Cancer Prevention and Control Program Focus & Outcomes

What you’ll learn

Our program provides selected fellows with:

  • Mentoring with senior faculty members engaged in ongoing, peer reviewed, extramurally funded cancer prevention and control research.
  • Specialized curriculum.
  • Intensive training in proposal development, scientific presentations, scientific critique, bioethics, theory, intervention basics of cancer control, and health disparities.
  • A research-intensive environment.
  • Collaboration with senior researchers across multiple disciplines.

This T32 training is a collaborative endeavor between the primary mentor, mentoring team, and applicant.

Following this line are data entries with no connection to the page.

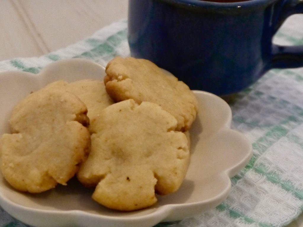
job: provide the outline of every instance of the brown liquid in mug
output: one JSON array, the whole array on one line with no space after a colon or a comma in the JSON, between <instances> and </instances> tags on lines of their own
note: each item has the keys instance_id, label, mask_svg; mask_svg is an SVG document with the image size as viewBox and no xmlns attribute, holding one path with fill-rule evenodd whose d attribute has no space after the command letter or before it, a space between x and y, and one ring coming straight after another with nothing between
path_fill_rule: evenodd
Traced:
<instances>
[{"instance_id":1,"label":"brown liquid in mug","mask_svg":"<svg viewBox=\"0 0 303 227\"><path fill-rule=\"evenodd\" d=\"M205 2L247 2L251 0L200 0Z\"/></svg>"}]
</instances>

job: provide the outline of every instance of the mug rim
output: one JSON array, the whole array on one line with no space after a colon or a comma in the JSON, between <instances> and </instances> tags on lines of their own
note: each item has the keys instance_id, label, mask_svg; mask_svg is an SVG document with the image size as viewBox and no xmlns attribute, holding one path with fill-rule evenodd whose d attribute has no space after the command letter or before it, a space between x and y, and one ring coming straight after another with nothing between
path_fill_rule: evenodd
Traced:
<instances>
[{"instance_id":1,"label":"mug rim","mask_svg":"<svg viewBox=\"0 0 303 227\"><path fill-rule=\"evenodd\" d=\"M276 0L247 0L233 2L218 2L205 0L161 0L168 3L181 4L189 7L205 7L209 8L250 8L267 6Z\"/></svg>"}]
</instances>

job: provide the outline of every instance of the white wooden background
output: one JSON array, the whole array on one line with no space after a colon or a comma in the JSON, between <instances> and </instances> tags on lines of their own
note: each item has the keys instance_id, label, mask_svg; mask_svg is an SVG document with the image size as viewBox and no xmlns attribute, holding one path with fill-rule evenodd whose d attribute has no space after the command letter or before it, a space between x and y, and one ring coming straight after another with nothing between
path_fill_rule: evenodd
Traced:
<instances>
[{"instance_id":1,"label":"white wooden background","mask_svg":"<svg viewBox=\"0 0 303 227\"><path fill-rule=\"evenodd\" d=\"M127 0L0 0L0 61L38 57L127 16ZM303 227L303 215L288 227Z\"/></svg>"}]
</instances>

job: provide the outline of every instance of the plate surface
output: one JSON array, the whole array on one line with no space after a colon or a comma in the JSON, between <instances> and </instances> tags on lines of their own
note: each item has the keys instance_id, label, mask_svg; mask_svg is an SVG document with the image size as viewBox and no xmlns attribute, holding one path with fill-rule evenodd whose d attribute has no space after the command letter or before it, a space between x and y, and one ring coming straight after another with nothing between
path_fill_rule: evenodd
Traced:
<instances>
[{"instance_id":1,"label":"plate surface","mask_svg":"<svg viewBox=\"0 0 303 227\"><path fill-rule=\"evenodd\" d=\"M38 74L21 71L0 74L0 135L9 132L8 120L13 107L31 91L59 80L102 80L104 68L81 59L62 60L45 67ZM198 116L190 130L191 163L179 189L158 196L148 208L130 212L107 209L94 201L93 189L74 178L68 186L41 194L17 191L0 173L0 205L17 219L35 226L152 226L162 221L180 220L214 208L227 197L230 178L248 162L251 144L230 129L231 112L221 98L194 91L199 102Z\"/></svg>"}]
</instances>

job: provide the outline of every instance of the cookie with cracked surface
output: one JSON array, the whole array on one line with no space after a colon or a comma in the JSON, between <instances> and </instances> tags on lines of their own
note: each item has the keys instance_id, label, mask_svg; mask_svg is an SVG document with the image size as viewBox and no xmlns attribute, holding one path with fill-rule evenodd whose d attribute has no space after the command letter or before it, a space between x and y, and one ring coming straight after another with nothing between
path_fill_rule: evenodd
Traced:
<instances>
[{"instance_id":1,"label":"cookie with cracked surface","mask_svg":"<svg viewBox=\"0 0 303 227\"><path fill-rule=\"evenodd\" d=\"M128 99L158 104L173 115L177 130L188 130L195 119L198 102L188 86L148 60L116 57L106 67L106 91L115 101Z\"/></svg>"},{"instance_id":2,"label":"cookie with cracked surface","mask_svg":"<svg viewBox=\"0 0 303 227\"><path fill-rule=\"evenodd\" d=\"M128 99L104 109L91 123L92 150L77 176L96 186L92 198L131 211L152 205L155 192L175 191L187 171L189 143L176 119L158 105Z\"/></svg>"},{"instance_id":3,"label":"cookie with cracked surface","mask_svg":"<svg viewBox=\"0 0 303 227\"><path fill-rule=\"evenodd\" d=\"M22 191L42 192L66 184L87 158L90 136L84 104L74 94L47 86L15 106L12 133L0 143L5 178Z\"/></svg>"}]
</instances>

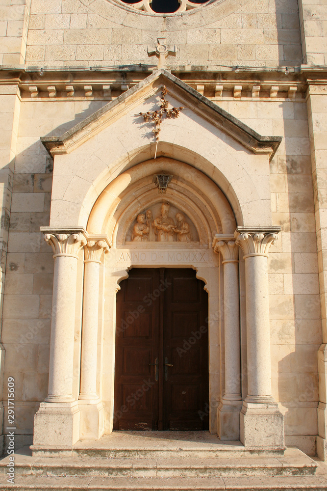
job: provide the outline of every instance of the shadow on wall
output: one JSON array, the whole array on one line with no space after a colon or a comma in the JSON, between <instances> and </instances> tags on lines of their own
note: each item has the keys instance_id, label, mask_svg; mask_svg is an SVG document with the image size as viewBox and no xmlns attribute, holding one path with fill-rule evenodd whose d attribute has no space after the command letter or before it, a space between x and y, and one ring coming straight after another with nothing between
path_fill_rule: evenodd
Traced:
<instances>
[{"instance_id":1,"label":"shadow on wall","mask_svg":"<svg viewBox=\"0 0 327 491\"><path fill-rule=\"evenodd\" d=\"M273 191L276 220L282 227L270 263L276 280L272 349L280 360L272 366L273 385L285 415L286 444L312 455L318 433L317 351L322 339L307 114L303 100L281 104L285 148L275 156L271 169L277 174ZM282 276L280 284L278 276Z\"/></svg>"}]
</instances>

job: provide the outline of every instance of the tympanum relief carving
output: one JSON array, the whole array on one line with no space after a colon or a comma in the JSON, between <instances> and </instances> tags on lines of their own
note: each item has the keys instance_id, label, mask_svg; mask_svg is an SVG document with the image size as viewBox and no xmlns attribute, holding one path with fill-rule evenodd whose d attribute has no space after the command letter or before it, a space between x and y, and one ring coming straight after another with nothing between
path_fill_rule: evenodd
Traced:
<instances>
[{"instance_id":1,"label":"tympanum relief carving","mask_svg":"<svg viewBox=\"0 0 327 491\"><path fill-rule=\"evenodd\" d=\"M157 203L139 213L126 242L197 242L196 229L187 215L167 201Z\"/></svg>"}]
</instances>

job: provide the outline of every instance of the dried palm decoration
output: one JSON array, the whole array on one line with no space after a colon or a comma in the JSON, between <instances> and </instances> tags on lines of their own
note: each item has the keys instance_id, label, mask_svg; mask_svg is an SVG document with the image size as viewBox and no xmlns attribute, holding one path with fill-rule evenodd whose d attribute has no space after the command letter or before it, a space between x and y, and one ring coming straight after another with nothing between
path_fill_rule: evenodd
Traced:
<instances>
[{"instance_id":1,"label":"dried palm decoration","mask_svg":"<svg viewBox=\"0 0 327 491\"><path fill-rule=\"evenodd\" d=\"M160 109L157 111L148 111L148 112L139 112L136 116L140 116L143 117L146 123L151 122L154 124L155 128L152 130L152 133L154 134L154 137L156 144L155 145L155 152L154 158L157 156L157 148L158 148L158 142L159 139L160 132L161 129L161 123L162 118L164 115L167 118L178 118L179 115L179 112L184 108L172 108L169 109L169 103L166 100L167 95L167 88L163 86L161 91L161 98L160 102Z\"/></svg>"}]
</instances>

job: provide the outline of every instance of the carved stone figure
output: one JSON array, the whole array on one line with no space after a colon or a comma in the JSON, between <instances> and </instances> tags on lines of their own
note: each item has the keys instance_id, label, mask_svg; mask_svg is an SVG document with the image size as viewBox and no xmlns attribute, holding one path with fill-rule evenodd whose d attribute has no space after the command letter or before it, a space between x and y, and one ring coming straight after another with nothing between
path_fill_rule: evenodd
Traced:
<instances>
[{"instance_id":1,"label":"carved stone figure","mask_svg":"<svg viewBox=\"0 0 327 491\"><path fill-rule=\"evenodd\" d=\"M153 221L154 231L158 242L173 242L175 224L168 216L170 204L167 202L161 205L161 214Z\"/></svg>"},{"instance_id":2,"label":"carved stone figure","mask_svg":"<svg viewBox=\"0 0 327 491\"><path fill-rule=\"evenodd\" d=\"M154 242L156 240L156 235L154 233L154 224L153 224L153 217L152 215L152 211L151 210L147 210L147 213L146 214L146 223L147 226L149 228L149 235L148 236L148 242Z\"/></svg>"},{"instance_id":3,"label":"carved stone figure","mask_svg":"<svg viewBox=\"0 0 327 491\"><path fill-rule=\"evenodd\" d=\"M147 242L149 229L145 223L145 215L140 213L137 216L137 223L134 225L132 234L133 242Z\"/></svg>"},{"instance_id":4,"label":"carved stone figure","mask_svg":"<svg viewBox=\"0 0 327 491\"><path fill-rule=\"evenodd\" d=\"M176 214L176 226L174 231L177 235L178 242L191 242L192 235L190 227L182 213Z\"/></svg>"}]
</instances>

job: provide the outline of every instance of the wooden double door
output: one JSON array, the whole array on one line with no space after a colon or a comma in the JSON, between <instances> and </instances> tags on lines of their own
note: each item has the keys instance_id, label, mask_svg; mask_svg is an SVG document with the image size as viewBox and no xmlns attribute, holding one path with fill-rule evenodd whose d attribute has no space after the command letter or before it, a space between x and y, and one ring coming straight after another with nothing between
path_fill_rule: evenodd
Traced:
<instances>
[{"instance_id":1,"label":"wooden double door","mask_svg":"<svg viewBox=\"0 0 327 491\"><path fill-rule=\"evenodd\" d=\"M117 296L114 430L208 427L208 296L191 269L133 269Z\"/></svg>"}]
</instances>

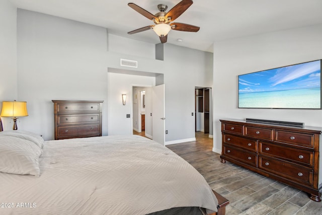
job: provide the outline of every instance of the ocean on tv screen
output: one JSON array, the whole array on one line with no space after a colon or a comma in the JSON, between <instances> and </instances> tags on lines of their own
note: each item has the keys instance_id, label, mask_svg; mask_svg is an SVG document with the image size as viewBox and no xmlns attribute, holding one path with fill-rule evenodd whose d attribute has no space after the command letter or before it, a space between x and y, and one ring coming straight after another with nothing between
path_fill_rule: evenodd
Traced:
<instances>
[{"instance_id":1,"label":"ocean on tv screen","mask_svg":"<svg viewBox=\"0 0 322 215\"><path fill-rule=\"evenodd\" d=\"M238 107L320 109L321 62L239 76Z\"/></svg>"}]
</instances>

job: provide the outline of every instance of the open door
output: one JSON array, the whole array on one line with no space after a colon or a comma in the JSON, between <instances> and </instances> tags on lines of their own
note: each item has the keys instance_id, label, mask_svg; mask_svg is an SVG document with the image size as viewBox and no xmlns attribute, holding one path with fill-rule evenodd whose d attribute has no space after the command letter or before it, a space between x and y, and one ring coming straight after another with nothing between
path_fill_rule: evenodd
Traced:
<instances>
[{"instance_id":1,"label":"open door","mask_svg":"<svg viewBox=\"0 0 322 215\"><path fill-rule=\"evenodd\" d=\"M153 140L164 146L166 139L165 85L152 88Z\"/></svg>"}]
</instances>

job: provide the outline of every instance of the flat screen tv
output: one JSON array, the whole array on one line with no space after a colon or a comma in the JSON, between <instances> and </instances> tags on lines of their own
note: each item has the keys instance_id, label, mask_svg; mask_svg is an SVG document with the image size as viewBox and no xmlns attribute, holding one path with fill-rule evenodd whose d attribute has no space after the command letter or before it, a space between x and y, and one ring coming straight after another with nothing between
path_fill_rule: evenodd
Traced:
<instances>
[{"instance_id":1,"label":"flat screen tv","mask_svg":"<svg viewBox=\"0 0 322 215\"><path fill-rule=\"evenodd\" d=\"M320 109L321 61L238 76L238 107Z\"/></svg>"}]
</instances>

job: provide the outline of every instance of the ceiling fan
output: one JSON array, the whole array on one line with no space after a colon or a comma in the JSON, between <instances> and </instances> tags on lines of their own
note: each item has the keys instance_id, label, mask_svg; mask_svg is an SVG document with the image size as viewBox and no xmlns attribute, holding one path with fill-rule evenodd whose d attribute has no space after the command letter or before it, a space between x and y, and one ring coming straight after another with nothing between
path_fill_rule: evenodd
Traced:
<instances>
[{"instance_id":1,"label":"ceiling fan","mask_svg":"<svg viewBox=\"0 0 322 215\"><path fill-rule=\"evenodd\" d=\"M155 25L143 27L143 28L130 31L128 32L128 34L133 34L147 30L153 29L160 38L161 42L165 43L167 42L168 33L171 29L177 31L197 32L200 28L198 26L180 23L171 23L171 22L173 22L176 19L181 15L193 3L193 2L191 0L183 0L174 7L168 13L166 12L166 11L168 9L167 6L158 5L157 8L160 12L156 13L155 15L146 11L134 3L129 3L127 5L130 8L148 19L152 20Z\"/></svg>"}]
</instances>

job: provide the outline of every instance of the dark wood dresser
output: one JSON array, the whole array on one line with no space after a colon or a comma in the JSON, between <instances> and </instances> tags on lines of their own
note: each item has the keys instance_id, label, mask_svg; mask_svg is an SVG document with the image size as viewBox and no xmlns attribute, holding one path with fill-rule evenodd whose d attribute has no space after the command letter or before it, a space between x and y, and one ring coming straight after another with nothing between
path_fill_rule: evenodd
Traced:
<instances>
[{"instance_id":1,"label":"dark wood dresser","mask_svg":"<svg viewBox=\"0 0 322 215\"><path fill-rule=\"evenodd\" d=\"M306 192L313 200L321 201L319 141L322 128L220 121L222 163L237 164Z\"/></svg>"},{"instance_id":2,"label":"dark wood dresser","mask_svg":"<svg viewBox=\"0 0 322 215\"><path fill-rule=\"evenodd\" d=\"M52 100L55 139L102 136L103 101Z\"/></svg>"}]
</instances>

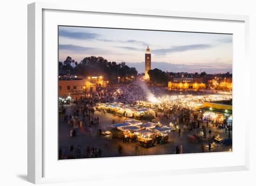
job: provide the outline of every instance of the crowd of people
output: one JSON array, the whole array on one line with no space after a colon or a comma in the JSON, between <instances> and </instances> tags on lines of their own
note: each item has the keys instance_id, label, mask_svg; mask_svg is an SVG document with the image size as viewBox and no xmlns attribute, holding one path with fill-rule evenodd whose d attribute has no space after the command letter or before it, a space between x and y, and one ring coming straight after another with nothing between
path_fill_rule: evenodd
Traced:
<instances>
[{"instance_id":1,"label":"crowd of people","mask_svg":"<svg viewBox=\"0 0 256 186\"><path fill-rule=\"evenodd\" d=\"M155 96L177 94L176 92L173 92L162 87L149 86L148 88ZM193 92L193 93L202 94L197 92ZM91 94L88 97L83 96L79 100L76 100L75 106L73 109L71 113L67 113L66 108L61 106L60 110L62 111L62 115L60 118L61 118L63 123L66 123L68 126L68 128L70 130L68 132L69 137L74 138L80 135L86 134L91 135L92 128L96 127L95 126L97 124L100 122L99 117L94 116L95 106L97 103L114 101L135 104L135 102L137 100L146 100L147 94L144 91L143 87L138 86L136 83L118 87L109 86L99 92ZM104 115L106 114L106 113L103 113ZM179 136L182 131L185 130L191 132L195 128L202 128L206 123L206 127L209 129L208 137L212 138L213 139L215 137L215 134L212 135L213 131L210 128L212 126L209 125L209 121L208 120L204 121L202 113L200 112L192 111L189 108L182 108L177 105L172 108L165 108L162 110L156 111L155 117L158 119L165 120L168 123L170 123L170 126L171 124L175 126L180 126L176 130ZM219 123L216 121L215 122L211 122L211 123L213 123L212 127L215 127L219 128L222 128L223 126L226 133L227 130L228 131L229 137L230 137L230 130L232 128L228 127L225 122ZM181 126L182 127L180 127ZM98 137L101 137L104 130L101 128L98 128L96 130L98 131ZM129 141L129 139L124 137L123 141L126 142ZM97 158L101 157L102 154L102 149L100 148L89 146L84 149L81 145L71 145L68 150L67 149L67 148L60 148L60 159ZM118 146L118 151L121 155L123 152L122 147ZM182 154L182 145L179 144L176 147L175 153Z\"/></svg>"}]
</instances>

The application for this program must be completed by both the primary mentor and the fellowship applicant.

Up to three years of support are provided for selected candidates to work with a primary and secondary mentor representing different disciplines and focused on the candidate’s research area.

A key component of training for all fellows is writing and critiquing grant applications and publications. 

Program outcomes

Over the past 10 years, our pre- and postdoctoral fellows have been highly successful.

Number of publications

  • Predoctoral fellows: Mean number of publications during fellowship is 8 with a mean of 4 first-authored publications
  • Postdoctoral fellows: Mean number of publications during fellowship is 8 with a mean of 4 first-authored publications

Post-training career

  • 75% of postdoctoral trainees have accepted academic tenure-track positions.
  • 82% of predoctoral fellows accepted postdoctoral positions at leading cancer centers and academic institutions such as Moffitt Cancer Center, Stanford University, the University of North Carolina at Chapel Hill, and the University of Minnesota.
  • Five fellows submitted F31 applications to NIH, and three were awarded (60%).
  • Several fellows have been awarded peer-reviewed scholarships from the American Cancer Society and the Oncology Nursing Society.
  • Fellows have also been recognized nationally with Society of Behavioral Medicine (SBM) abstract awards and American Psychological Association (APA) dissertation awards.

Training outcomes include:

  • Comprehensive understanding of cancer control science
  • Proficiency in advanced research and statistical methods
  • Integration of ethical principles in research
  • Understanding of the role of social and community-level factors in cancer disparities
  • Acquisition of presentation and networking skills
  • Development of scientific writing skills, including grant proposal development and publication
  • Skills to analytically review scientific papers and grants
  • Acquisition of skills for career progression

T32 fellows meet weekly with their primary mentor and biweekly or monthly with their secondary mentors. Individual mentoring is supplemented by a strong curriculum built specifically for training in cancer prevention and control.

The training platform includes coursework, seminars, laboratory and community experiences, national and international meetings, and grant and publication development. A commitment to health disparities is integrated into all training components.

A commitment to health disparities in research is an integrated and cross-cutting theme. Current events have underscored underlying disparities in our social structure and the impact of these disparities on health outcomes, including those of cancer.

To integrate health disparities across both pre- and postdoctoral training, we will:

  • Provide a dedicated course on health disparities.
  • Involve all fellows in an individualized community outreach experience targeting underserved populations.
  • Discuss the inclusion of diverse populations in reviews of all proposals.
  • Engage IU faculty with expertise in health disparities to interact with and mentor fellows.
  • Invite a nationally acclaimed diversity scholar to present research and meet with individual fellows each year.

Our program prioritizes the development of skills necessary to achieving an independent, interdisciplinary, and externally funded program of research in cancer prevention and control. To this end, our program strongly supports skill development in manuscript and grant writing.

Fellows are expected to complete the program with:

  • An externally submitted grant proposal and
  • A significant number of peer-reviewed publications relative to status as a pre- or postdoctoral fellow.